Well you did at least enough to compare to the blackbox tests.

> 2) Tests don't depend on the structure of the code and hence don't need
> changing when the code is refactored.

With backwards compatibility, this is actually quite rare.

> 3) There are already quite a few blackbox tests that look like
> 
> def test_update_standalone_trivial(self):
>         self.make_branch_and_tree('.')
>         out, err = self.run_bzr('update')
>         self.assertEqual('Tree is up to date at revision 0.\n', err)
>         self.assertEqual('', out)
> 
> This is basically a way to write tests of that form without writing any
> code.
> 
> Regards,
> Geoff Bache
> 

You are welcome to do this, and if you find it useful and worthwhile, we'll
probably take a look at it. I would expect it to end up being quite slow in
the long run.

bzr selftest -s bzrlib.tests.blackbox --list

shows 844 blackbox tests. If each one of those has a single spawn, you are
adding at least 8s to the test in just spawn overhead. But as you are also
planning on creating new branches and working trees, populating them,
committing the changes, etc. I wouldn't be surprised if there was 10 spawns
per test. Or around 80s added. Right now running all blackbox tests takes
about 80s. So your proposal is likely to at least double the time it takes.

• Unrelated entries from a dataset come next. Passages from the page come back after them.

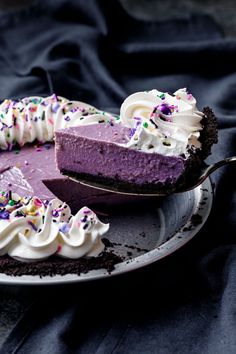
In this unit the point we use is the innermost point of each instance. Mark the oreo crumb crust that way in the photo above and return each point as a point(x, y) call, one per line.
point(58, 266)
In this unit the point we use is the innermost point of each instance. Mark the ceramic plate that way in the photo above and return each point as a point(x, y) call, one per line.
point(143, 234)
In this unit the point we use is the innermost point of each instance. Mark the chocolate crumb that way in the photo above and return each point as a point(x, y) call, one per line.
point(55, 265)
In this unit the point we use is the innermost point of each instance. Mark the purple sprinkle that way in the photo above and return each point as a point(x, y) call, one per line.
point(73, 110)
point(55, 213)
point(55, 107)
point(85, 226)
point(4, 215)
point(47, 146)
point(84, 219)
point(164, 108)
point(32, 225)
point(87, 211)
point(64, 228)
point(132, 132)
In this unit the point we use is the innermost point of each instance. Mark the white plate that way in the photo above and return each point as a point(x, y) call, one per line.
point(149, 232)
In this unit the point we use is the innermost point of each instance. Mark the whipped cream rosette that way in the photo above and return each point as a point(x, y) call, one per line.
point(162, 123)
point(32, 229)
point(37, 118)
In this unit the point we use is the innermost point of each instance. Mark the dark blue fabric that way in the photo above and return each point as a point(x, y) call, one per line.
point(94, 51)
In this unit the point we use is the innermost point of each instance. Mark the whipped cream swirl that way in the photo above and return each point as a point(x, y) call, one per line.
point(37, 118)
point(162, 123)
point(32, 229)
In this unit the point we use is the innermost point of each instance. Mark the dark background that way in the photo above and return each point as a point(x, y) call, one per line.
point(14, 301)
point(223, 11)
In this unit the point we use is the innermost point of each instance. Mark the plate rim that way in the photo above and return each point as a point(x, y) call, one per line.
point(167, 248)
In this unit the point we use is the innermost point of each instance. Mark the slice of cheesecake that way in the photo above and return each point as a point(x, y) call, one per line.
point(156, 145)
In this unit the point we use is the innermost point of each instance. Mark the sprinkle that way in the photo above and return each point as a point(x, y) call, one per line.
point(190, 96)
point(38, 202)
point(162, 96)
point(132, 132)
point(87, 211)
point(64, 228)
point(33, 109)
point(152, 121)
point(164, 108)
point(4, 215)
point(55, 213)
point(55, 107)
point(11, 202)
point(84, 219)
point(32, 225)
point(50, 120)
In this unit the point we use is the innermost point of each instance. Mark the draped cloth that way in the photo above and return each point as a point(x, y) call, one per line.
point(95, 52)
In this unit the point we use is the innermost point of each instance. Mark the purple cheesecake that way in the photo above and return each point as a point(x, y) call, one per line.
point(95, 151)
point(98, 153)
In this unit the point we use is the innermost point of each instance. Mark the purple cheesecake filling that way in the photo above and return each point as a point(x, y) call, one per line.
point(94, 150)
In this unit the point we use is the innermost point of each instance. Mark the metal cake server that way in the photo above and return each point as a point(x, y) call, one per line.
point(204, 172)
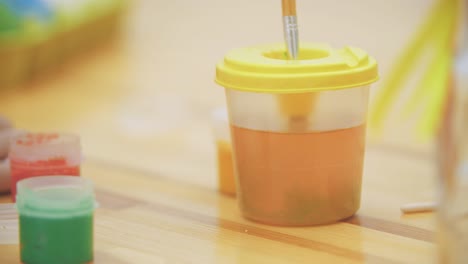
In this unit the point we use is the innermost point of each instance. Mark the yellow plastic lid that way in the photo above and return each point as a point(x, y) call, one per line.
point(266, 69)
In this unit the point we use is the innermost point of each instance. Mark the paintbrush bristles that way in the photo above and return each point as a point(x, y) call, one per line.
point(289, 7)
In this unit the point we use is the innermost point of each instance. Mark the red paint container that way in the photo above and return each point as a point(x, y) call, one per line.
point(41, 154)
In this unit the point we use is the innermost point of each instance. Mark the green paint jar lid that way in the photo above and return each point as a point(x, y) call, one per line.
point(55, 196)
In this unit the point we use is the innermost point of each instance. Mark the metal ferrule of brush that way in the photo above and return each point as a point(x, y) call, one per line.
point(291, 35)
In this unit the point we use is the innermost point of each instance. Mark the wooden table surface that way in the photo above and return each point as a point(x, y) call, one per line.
point(142, 108)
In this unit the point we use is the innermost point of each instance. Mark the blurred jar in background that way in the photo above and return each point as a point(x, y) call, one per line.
point(453, 158)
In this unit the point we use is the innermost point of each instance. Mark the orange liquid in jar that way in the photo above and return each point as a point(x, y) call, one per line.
point(299, 178)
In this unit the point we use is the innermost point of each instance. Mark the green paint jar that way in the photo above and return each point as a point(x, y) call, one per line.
point(56, 219)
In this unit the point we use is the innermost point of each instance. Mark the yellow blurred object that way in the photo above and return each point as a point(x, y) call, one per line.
point(226, 180)
point(297, 104)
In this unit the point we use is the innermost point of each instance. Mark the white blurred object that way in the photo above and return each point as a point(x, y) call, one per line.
point(8, 224)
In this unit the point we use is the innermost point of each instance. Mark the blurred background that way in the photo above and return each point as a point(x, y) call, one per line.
point(135, 78)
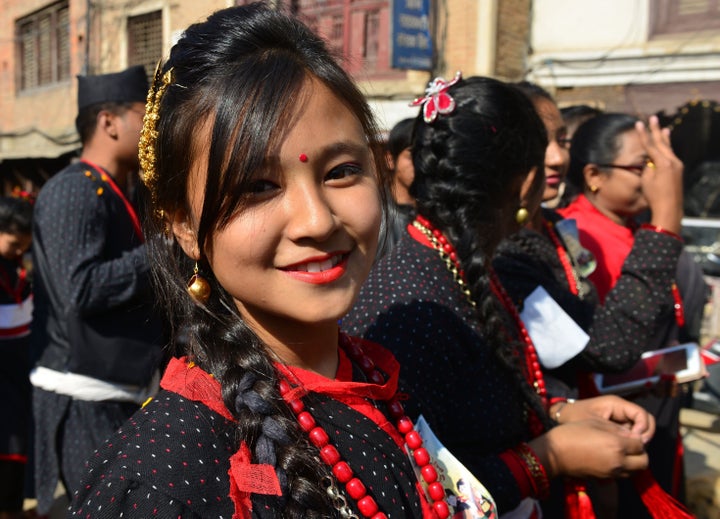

Actually, if you really wanted to test the overhead of just running a real bzr
for the analysis step, you should be able to do something like:

TestCase.run_bzr = TestCase.run_bzr_subprocess

That won't end up setting up the tests using a subprocess, but it will cause a
full spawn for running the command under test.

In the end, we started off with a test suite which spawned bzr for everything.
Init/add/commit/etc. And getting rid of that saved a *lot* of time. It also
simplifies the tests, so that they can focus on one aspect, rather than having
lots of combined effects. Which is a good sign for unit tests.

I think it comes down to "bzr" is not a simple fork, but starting up the
python VM and importing the python libraries that we use. It is an unfortunate
truth that:

  'time bzr rocks'

is vastly slower than

  'time date'

John
=:->
-----BEGIN PGP SIGNATURE-----
Version: GnuPG v1.4.6 (GNU/Linux)
Comment: Using GnuPG with Mozilla - http://enigmail.mozdev.org

iD8DBQFItXCZJdeBCYSNAAMRAu3jAJ9++gxd89cneVO0AH3V2MLZR12TZACdFaVp
z+5MLF2OjHz6eA1I1TLlQsg=
=2cV3
-----END PGP SIGNATURE-----